Right now my articles are in a folder structure like articles/YYYY/MM/article-name.md. I'm using Eleventy at the moment (it's busted for me, which is why I'm migrating), and so the Markdown files have YAML at the top of each file for things like title, date, tags, etc. that I'll need to figure out how to get Django to read those and populate the database with that data too, and eventually Jinja2 code once I get that configured. The posts usually have images and video files, too, so would I need to insert all this as BLOB data?

I may be jumping the gun a bit with that last paragraph, I'm fine just starting out getting a simple "Hello World" example working and progressing from there.

Let's assume this is your Markdown file.

---
title: "My First Article"
date: 2024-09-07
tags: ["django", "python", "markdown"]
image: "first_article.jpg"
---
# This is the content of my first article.

Hello, world!

First, you need to create a model for articles. (Ensure to install Pillow for ImageField-pip install Pillow)
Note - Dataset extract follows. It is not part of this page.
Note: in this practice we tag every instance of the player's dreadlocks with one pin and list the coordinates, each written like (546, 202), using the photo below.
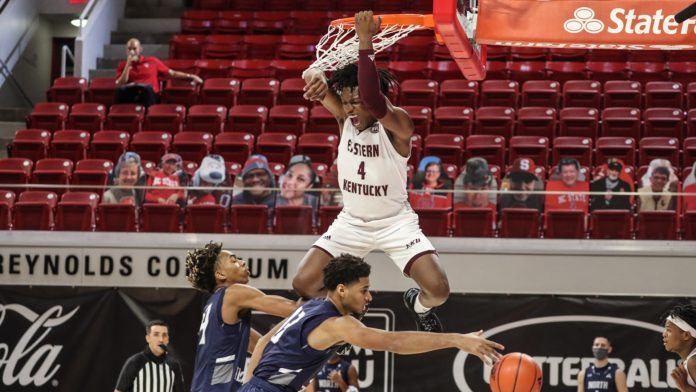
(348, 77)
(200, 266)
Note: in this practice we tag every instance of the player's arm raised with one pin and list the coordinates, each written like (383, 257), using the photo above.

from django.db import models

class Article(models.Model):
    title = models.CharField(max_length=255)
    date = models.DateField()
    tags = models.CharField(max_length=255)
    content = models.TextField()
    slug = models.SlugField(unique=True)
    image = models.ImageField(upload_to='images/', null=True, blank=True)

    def __str__(self):
        return self.title

Second, you need PyYAML for reading the YAML front matter and markdown for converting Markdown content-pip install PyYAML markdown

This is my demo code to the SQLite database from a Markdown file.

def import_markdown_file(self, file_path):
    with open(file_path, 'r') as f: # file_path is a path to your Markdown file.
        content = f.read()

    # Separate YAML front matter and Markdown content
    front_matter, markdown_content = content.split('---\n', 1)[1].split('---\n', 1)

    # Parse the YAML front matter
    metadata = yaml.safe_load(front_matter)

    # Convert Markdown content to HTML (optional)
    html_content = markdown.markdown(markdown_content)

    # Create a new Article object
    article = Article(
        title=metadata.get('title', 'Untitled'),
        date = metadata.get('date', '2024-01-01'),
        tags=','.join(metadata.get('tags', [])),
        content=html_content if html_content else 'Default content',
        slug=os.path.splitext(os.path.basename(file_path))[0],
    )
    
    # Handle the image
    if 'image' in metadata and metadata['image']:
        image_path = os.path.join(os.path.dirname(file_path), metadata['image'])
        if os.path.exists(image_path):
            with open(image_path, 'rb') as img_file:
                # Save image to the ImageField in the Article model
                article.image.save(os.path.basename(image_path), File(img_file), save=False)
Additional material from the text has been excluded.